Fortunately, it’s easy to choose lower-mercury fish that are also rich in healthful omega-3 fatty acids. That’s especially important for women who are pregnant or might become pregnant, nursing mothers, and young children, because fetuses and youngsters seem to face the most risk from methylmercury’s neurotoxic effects.
Results from our tuna tests, conducted at an outside lab, underscore the longheld concern for those people. We found:
Every sample contained measurable levels of mercury, ranging from 0.018 to 0.774 parts per million. The Food and Drug Administration can take legal action to pull products containing 1 ppm or more from the market. (It never has, according to an FDA spokesman.) The EPA compiles fish advisories when state and local governments have found high contaminant levels in certain locally caught fish.

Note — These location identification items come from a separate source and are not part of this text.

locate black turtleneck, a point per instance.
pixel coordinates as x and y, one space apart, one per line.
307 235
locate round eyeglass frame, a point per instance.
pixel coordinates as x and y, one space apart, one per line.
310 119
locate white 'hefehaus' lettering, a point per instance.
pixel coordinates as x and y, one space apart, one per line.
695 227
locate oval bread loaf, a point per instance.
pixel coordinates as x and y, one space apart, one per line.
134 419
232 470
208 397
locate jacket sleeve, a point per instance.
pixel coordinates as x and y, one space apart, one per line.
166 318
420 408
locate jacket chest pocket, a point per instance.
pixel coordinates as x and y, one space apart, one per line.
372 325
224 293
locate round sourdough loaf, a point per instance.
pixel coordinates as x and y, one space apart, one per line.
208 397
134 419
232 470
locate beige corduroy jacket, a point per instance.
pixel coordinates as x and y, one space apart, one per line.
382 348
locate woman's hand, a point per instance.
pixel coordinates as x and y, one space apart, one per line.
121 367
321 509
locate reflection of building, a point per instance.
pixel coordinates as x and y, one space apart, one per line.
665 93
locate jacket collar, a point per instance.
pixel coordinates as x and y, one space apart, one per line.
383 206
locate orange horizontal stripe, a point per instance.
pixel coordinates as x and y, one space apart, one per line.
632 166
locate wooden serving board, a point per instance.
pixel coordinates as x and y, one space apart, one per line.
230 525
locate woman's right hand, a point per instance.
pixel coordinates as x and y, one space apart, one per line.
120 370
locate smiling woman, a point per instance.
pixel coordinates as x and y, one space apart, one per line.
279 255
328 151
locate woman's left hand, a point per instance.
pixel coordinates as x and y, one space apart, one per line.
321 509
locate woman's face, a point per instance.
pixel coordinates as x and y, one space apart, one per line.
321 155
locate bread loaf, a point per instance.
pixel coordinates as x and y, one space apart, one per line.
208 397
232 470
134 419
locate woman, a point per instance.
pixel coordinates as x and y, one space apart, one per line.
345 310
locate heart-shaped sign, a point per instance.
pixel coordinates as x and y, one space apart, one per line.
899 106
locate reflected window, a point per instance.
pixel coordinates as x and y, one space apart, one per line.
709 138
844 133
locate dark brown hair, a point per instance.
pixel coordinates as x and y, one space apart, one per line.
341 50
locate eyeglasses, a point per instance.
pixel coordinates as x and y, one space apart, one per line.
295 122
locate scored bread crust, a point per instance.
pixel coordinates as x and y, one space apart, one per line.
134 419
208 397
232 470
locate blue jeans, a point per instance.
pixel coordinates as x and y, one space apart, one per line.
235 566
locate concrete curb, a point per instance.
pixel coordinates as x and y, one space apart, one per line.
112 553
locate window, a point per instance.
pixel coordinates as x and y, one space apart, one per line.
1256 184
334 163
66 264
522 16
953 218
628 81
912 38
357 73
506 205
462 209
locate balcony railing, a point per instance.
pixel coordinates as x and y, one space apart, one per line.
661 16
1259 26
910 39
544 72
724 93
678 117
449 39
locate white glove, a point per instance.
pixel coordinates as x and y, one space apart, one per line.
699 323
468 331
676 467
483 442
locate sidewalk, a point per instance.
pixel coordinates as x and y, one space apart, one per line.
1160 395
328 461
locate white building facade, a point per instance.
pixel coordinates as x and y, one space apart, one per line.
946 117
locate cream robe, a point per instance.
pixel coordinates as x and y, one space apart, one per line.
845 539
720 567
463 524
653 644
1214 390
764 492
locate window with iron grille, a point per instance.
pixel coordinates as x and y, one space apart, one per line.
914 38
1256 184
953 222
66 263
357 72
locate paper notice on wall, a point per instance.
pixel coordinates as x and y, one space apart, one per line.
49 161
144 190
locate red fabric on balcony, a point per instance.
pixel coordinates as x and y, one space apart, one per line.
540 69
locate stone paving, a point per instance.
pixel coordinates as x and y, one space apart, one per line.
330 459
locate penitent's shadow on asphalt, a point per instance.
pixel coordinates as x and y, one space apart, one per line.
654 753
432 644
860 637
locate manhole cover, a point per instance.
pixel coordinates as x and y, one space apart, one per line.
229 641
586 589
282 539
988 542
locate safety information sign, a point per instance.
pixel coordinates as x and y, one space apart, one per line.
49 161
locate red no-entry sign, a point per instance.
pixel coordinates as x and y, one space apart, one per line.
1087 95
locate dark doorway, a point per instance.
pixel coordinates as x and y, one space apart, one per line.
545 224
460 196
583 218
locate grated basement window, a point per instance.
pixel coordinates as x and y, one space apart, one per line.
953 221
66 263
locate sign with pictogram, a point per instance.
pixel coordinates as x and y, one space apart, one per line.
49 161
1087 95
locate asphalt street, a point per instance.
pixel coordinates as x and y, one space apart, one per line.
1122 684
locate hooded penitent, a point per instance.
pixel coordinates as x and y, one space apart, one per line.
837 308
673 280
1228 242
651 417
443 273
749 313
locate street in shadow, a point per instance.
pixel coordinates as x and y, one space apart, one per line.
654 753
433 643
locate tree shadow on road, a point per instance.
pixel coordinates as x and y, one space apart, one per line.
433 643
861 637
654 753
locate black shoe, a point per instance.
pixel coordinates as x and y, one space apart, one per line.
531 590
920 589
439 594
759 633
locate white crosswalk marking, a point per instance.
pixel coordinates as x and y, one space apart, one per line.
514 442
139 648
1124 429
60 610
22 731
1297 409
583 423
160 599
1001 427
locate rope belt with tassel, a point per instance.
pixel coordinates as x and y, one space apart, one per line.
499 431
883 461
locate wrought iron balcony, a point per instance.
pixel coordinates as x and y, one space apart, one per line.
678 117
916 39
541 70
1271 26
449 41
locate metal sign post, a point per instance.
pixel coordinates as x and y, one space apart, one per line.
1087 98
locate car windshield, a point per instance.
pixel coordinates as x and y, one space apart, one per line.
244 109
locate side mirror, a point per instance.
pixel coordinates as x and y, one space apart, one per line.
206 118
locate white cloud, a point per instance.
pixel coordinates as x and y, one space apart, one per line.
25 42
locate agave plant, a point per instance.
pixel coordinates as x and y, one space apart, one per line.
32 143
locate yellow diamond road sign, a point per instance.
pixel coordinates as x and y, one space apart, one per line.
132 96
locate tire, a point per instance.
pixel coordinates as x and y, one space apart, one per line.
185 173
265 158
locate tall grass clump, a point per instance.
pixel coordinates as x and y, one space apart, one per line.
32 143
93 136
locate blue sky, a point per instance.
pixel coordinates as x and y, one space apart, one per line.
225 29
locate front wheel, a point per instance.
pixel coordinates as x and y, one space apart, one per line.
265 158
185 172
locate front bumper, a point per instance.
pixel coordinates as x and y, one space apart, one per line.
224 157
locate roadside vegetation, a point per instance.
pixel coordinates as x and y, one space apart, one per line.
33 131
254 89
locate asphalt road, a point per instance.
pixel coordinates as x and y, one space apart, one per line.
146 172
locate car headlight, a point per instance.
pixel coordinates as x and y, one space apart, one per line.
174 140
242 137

Samples of white tuna had 0.217 to 0.774 ppm of mercury and averaged 0.427 ppm. By eating 2.5 ounces of any of the tested samples, a woman of childbearing age would exceed the daily mercury intake that the EPA considers safe.
Samples of light tuna had 0.018 to 0.176 ppm and averaged 0.071 ppm. At that average, a woman of childbearing age eating 2.5 ounces would get less than the EPA’s limit, but for about half the tested samples, eating 5 ounces would exceed the limit.